Бросив последний взгляд на людей, которых он, скорее всего, никогда в жизни больше не увидит, Трей незаметно выскользнул, когда все встали для всеобщего шумного приветствия собрания перед тем, как Джон, словно жених на церемонии венчания, повернулся, чтобы быть представленным конгрегации.
Вернувшись обратно в Карлсбад, Трей решил, что купит себе собаку.
Глава 39
Для Джона пришла пора приступать к своим обязанностям.
– Где бы ты хотел служить, сын мой? – спросил у него глава религиозной общины провинции.
«В церкви Святого Матфея, поближе к Кэти и моему крестнику», – хотел ответить он. Уилл стоял на пороге подросткового возраста, следующей зимой ему исполнялось четырнадцать, и отцовская поддержка будет ему необходима, к тому же Эмма и Мейбл к концу жизни стали немощными и болезненными, скоро они уйдут, оставив Кэти одну с ее сыном, прежде чем тот окончит школу и поступит в колледж.
Но он принял на себя обязательства перед всей семьей людей Божьих следовать мандату Игнатия Лойола, направлявшего иезуитов «идти по всему миру», чтобы помогать тем, кто нуждается в помощи. Поэтому Джон ответил:
– Пошлите меня туда, где я буду нужнее.
И нужнее всего он сначала оказался в тюрьме Пеликан-Бэй, пенитенциарном учреждении строгого режима, расположенном возле городка Кресент-Сити в округе Дель-Норте, штат Калифорния. Здесь содержались все наиболее опасные преступники Калифорнии, а сама тюрьма находилась в удаленной лесистой местности у границы со штатом Орегон, в стороне от основных густонаселенных районов Калифорнии. Температура летом держалась здесь в среднем на уровне двадцати градусов – приятное разнообразие по сравнению с удушающей жарой и влажностью Нового Орлеана. Жилье, которое он снял в Кресент-Сити, расположенном на великолепном побережье Северной Калифорнии, и вся эта местность в непосредственной близости от Тихого океана и многочисленных национальных парков предоставляли ему массу возможностей, чтобы проводить больше времени на открытом воздухе, что Джон так любил. Но через неделю после того, как Джон приступил к своим обязанностям, он уже думал, что получил назначение в преисподнюю.

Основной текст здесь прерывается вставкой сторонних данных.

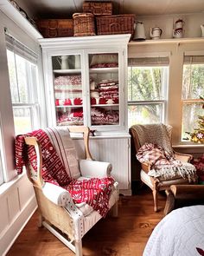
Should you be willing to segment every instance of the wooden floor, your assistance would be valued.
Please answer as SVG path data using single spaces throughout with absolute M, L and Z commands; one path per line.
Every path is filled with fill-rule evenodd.
M 159 194 L 161 210 L 154 213 L 151 191 L 145 186 L 137 194 L 121 196 L 119 216 L 99 220 L 83 238 L 84 256 L 140 256 L 155 226 L 163 216 L 164 194 Z M 73 256 L 49 231 L 37 227 L 37 213 L 30 219 L 7 256 Z

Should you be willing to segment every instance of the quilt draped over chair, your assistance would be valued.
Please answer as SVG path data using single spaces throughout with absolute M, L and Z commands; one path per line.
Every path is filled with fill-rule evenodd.
M 70 129 L 74 130 L 73 128 Z M 66 245 L 77 255 L 82 255 L 81 238 L 118 201 L 118 183 L 110 174 L 111 164 L 91 160 L 87 148 L 89 129 L 85 127 L 76 129 L 86 134 L 85 148 L 88 160 L 81 160 L 79 163 L 67 128 L 52 128 L 16 136 L 16 165 L 18 174 L 22 172 L 22 166 L 26 165 L 42 218 L 66 233 L 70 239 L 70 241 L 65 242 Z M 88 177 L 85 177 L 86 173 Z M 48 201 L 46 209 L 44 204 Z M 55 205 L 55 210 L 48 213 L 50 202 Z M 68 215 L 67 223 L 60 220 L 61 223 L 59 224 L 59 220 L 54 220 L 54 212 L 59 215 L 60 212 L 56 213 L 59 208 L 61 212 L 65 210 L 62 219 Z M 70 219 L 73 223 L 71 231 L 61 226 L 72 226 Z M 42 225 L 48 227 L 45 221 Z
M 142 166 L 140 177 L 152 189 L 156 212 L 159 190 L 197 181 L 196 170 L 189 163 L 192 155 L 174 151 L 171 131 L 171 126 L 163 123 L 134 125 L 130 128 Z

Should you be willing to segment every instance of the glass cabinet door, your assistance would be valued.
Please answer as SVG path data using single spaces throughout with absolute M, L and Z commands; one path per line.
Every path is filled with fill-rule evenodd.
M 57 126 L 83 125 L 80 55 L 52 56 Z
M 119 125 L 118 53 L 89 54 L 91 126 Z

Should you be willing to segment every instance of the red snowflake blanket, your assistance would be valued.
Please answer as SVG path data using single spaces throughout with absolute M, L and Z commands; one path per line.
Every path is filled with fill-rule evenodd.
M 71 194 L 74 203 L 86 202 L 105 217 L 108 211 L 113 178 L 92 178 L 83 181 L 70 178 L 48 135 L 42 129 L 16 137 L 16 166 L 18 174 L 22 174 L 22 166 L 28 161 L 36 171 L 35 150 L 34 147 L 25 145 L 26 136 L 35 136 L 41 143 L 44 181 L 65 188 Z

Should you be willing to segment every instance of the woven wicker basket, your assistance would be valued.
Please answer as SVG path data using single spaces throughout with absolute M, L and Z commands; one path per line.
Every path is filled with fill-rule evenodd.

Охранник в униформе, которому поручили показать Джону тюрьму, спросил его:
– Вы когда-нибудь бывали в СИТК, отец?
При этом он использовал сокращение, обозначающее специально изолированные тюремные камеры для особо опасных преступников, – современное название одиночных камер заключения. Они с ним стояли в бетонном помещении размером два с половиной на три метра, где не было окон. Единственный свет, такой же серый, как стены камеры, пробивался из висевшего на высоком потолке светильника, закрытого проволочной сеткой. Привинченная к полу грубая койка, такой же табурет, платформа для того, чтобы можно было писать, и раковина рукомойника и унитаза без крышки – все это было из нержавеющей стали. Ничто не нарушало глубокую, принудительно созданную тишину изолятора, кроме едва различимых приглушенных голосов да звука время от времени смываемой в туалетах воды. Заключенный в такой камере мог видеть коридор снаружи только через маленькие, редко расположенные, размером с десятицентовую монету, вентиляционные отверстия в сплошной стальной двери, в которой на высоте колен имелось небольшое окошко, куда на пластиковых подносах подавалась еда, – два раза в день, как объяснили Джону.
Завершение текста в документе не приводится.